Man weiß ja nie, wozu das mal gut sein könnte...

5 Kommentare:

Anonymous Anonym schrieb...

Vielen Dank für diesen sehr informativen Text! Es ist gut mal Hintergrundwissen von einem Insider zu erhalten. Danke!

14. Januar 2006 um 12:32  
Anonymous Anonym schrieb...

Interessante Geschichte, Roland! Übrigens macht es wirklich Spaß, mit Google Maps in D.F. rumzuschnüffeln, es gibt viel zu entdecken. :-)

17. Januar 2006 um 03:05  
Anonymous Anonym schrieb...

"Natron-Carbonat" ist doppeltgemoppelt und zeigt, daß Du in der Schule nicht aufgepaßt hast. Natron ist der Trivialname für Natriumhydrogencarbonat, dem Hauptbestandteil von Brause- und Backpulver. Soviel zur Gefährlichkeit und Cancerogenität...
Hat man auch
DHMO im Boden nachgewiesen?

14. März 2006 um 06:07  
Blogger rolandmex schrieb...

"... daß Du in der Schule nicht aufgepaßt hast."
Mußte ich das? Gut, dass Du es mir sagst. Ist jetzt aber zu spät, oder (meine letzte Chemie-Stunde hatte ich 1986)?

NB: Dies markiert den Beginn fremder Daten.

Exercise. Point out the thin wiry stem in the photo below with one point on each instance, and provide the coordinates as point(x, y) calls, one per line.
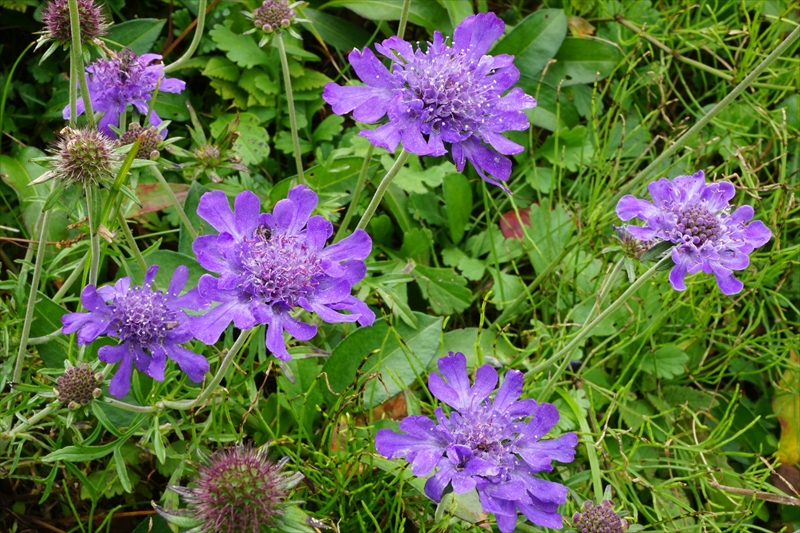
point(287, 81)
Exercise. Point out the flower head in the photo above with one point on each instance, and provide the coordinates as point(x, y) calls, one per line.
point(451, 93)
point(239, 490)
point(696, 216)
point(272, 263)
point(78, 386)
point(126, 79)
point(150, 324)
point(485, 445)
point(57, 27)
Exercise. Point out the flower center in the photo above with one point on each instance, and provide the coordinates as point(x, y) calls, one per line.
point(696, 225)
point(279, 267)
point(143, 315)
point(444, 93)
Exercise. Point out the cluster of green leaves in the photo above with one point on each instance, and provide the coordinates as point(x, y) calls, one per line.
point(672, 394)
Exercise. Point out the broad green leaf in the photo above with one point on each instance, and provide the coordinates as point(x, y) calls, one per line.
point(139, 34)
point(242, 50)
point(534, 41)
point(666, 362)
point(458, 202)
point(582, 61)
point(445, 290)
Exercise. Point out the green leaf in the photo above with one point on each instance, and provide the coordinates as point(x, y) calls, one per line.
point(581, 61)
point(242, 50)
point(534, 41)
point(445, 290)
point(139, 35)
point(458, 202)
point(221, 68)
point(666, 362)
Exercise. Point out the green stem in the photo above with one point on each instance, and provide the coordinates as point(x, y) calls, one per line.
point(287, 81)
point(384, 184)
point(198, 34)
point(713, 112)
point(94, 237)
point(401, 27)
point(123, 224)
point(226, 363)
point(77, 60)
point(37, 274)
point(362, 179)
point(175, 203)
point(565, 353)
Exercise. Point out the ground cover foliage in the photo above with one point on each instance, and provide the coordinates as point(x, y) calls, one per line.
point(685, 403)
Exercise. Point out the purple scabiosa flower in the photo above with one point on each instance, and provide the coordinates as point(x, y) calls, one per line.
point(696, 216)
point(272, 263)
point(485, 445)
point(447, 94)
point(150, 324)
point(126, 79)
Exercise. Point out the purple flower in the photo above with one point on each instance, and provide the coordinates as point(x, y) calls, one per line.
point(128, 79)
point(272, 263)
point(697, 217)
point(485, 445)
point(450, 94)
point(151, 325)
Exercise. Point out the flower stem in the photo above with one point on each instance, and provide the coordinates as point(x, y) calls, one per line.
point(175, 203)
point(123, 224)
point(77, 66)
point(564, 354)
point(705, 119)
point(384, 184)
point(221, 371)
point(362, 179)
point(94, 237)
point(198, 34)
point(287, 81)
point(37, 274)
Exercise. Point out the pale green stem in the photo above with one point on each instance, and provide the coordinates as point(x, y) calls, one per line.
point(123, 224)
point(362, 179)
point(37, 274)
point(175, 203)
point(77, 58)
point(94, 237)
point(401, 27)
point(76, 272)
point(563, 355)
point(382, 187)
point(22, 426)
point(713, 112)
point(226, 363)
point(287, 81)
point(198, 34)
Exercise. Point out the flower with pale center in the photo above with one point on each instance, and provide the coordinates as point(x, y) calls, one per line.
point(485, 445)
point(451, 93)
point(696, 216)
point(270, 264)
point(150, 324)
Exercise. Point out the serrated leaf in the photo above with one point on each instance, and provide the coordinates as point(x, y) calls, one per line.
point(445, 290)
point(666, 362)
point(242, 50)
point(221, 68)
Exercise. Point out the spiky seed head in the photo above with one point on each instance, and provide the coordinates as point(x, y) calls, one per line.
point(78, 386)
point(57, 24)
point(151, 138)
point(599, 519)
point(273, 15)
point(239, 490)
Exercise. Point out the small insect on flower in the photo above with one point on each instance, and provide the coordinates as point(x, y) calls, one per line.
point(696, 216)
point(150, 324)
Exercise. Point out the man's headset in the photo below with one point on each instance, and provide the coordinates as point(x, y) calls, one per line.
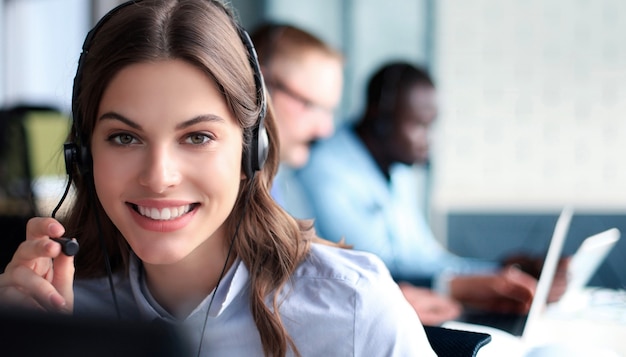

Die Essenz der Geschichte ist aber rübergekommen; die wissenschaftlichen Untersuchungen, wo welche chemische Substanz im Boden ist und inwiefern sie Gesundheit und Konzentrationsvermögen im schulischen Unterricht beeinträchtigen, überlasse ich anonymen Chemie-Professoren.

;-)

14. März 2006 um 11:43  
Anonymous Anonym schrieb...

"in der Schule nicht aufgepaßt… Backpulver… Soviel zur Gefährlichkeit und Cancerogenität"
Das sagt der Richtige. Wenn DU in der Schule aufgepasst hättest, wüsstest du, dass alles eine Frage der Konzentration ist. Auch Zucker, Weizenmehl oder Kochsalz, ebenfalls alles Dinge aus dem Hauswirtschaftsunterricht, können bei zu hoher Konzentration gefährlich sein. Ebeno ist ein kleines Glas Wein jeden Tag wohl kaum gefährlich, aber eine Flasche eventuell schon.